Epilepsy is a large, heterogenic group of chronic neurological conditions characterized by spontaneously recurring seizures and comprises various syndromes that differ in etiology. In many epilepsy syndromes, previously assumed to be caused by one specific anomaly (e.g. channelopathy in juvenile myoclonic epilepsy or hippocampal sclerosis in temporal lobe epilepsy), it has been recognized that the genetically and environmentally determined prenatal proliferation, migration and organization of neuronal and glial cells and the postnatal maturation of neuronal networks also contribute to the epileptogenesis[1-4]. The recent discovery of these developmental factors’ additional role in pathogenesis gave rise to the concept of epilepsy as a neurodevelopmental disorder[1].
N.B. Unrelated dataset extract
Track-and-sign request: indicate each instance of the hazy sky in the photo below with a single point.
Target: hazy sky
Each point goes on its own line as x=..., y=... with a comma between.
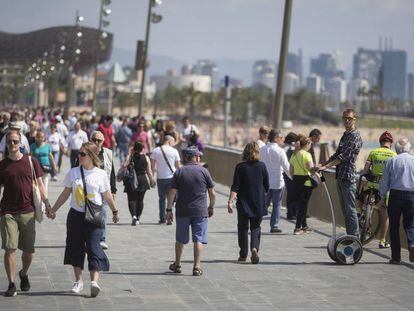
x=240, y=29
Minor physical anomalies (MPAs) are subtle, clinically and cosmetically insignificant errors of morphogenesis but may be of major informational value for diagnostic, prognostic and epidemiological purposes[5,6]. Since the surface ectoderm (which later forms the skin) and the neuroectoderm differentiate from the same ectodermal tissue early in gestation, MPAs may serve as sensitive external markers of abnormal neurodevelopment, such as in—among others—autism, attention deficit hyperactivity disorder or schizophrenia[5-9]. They are considered to develop during the first and/or early second trimester and since they persist into adult life, they can be detected on physical examination at any age from neonates to the elderly.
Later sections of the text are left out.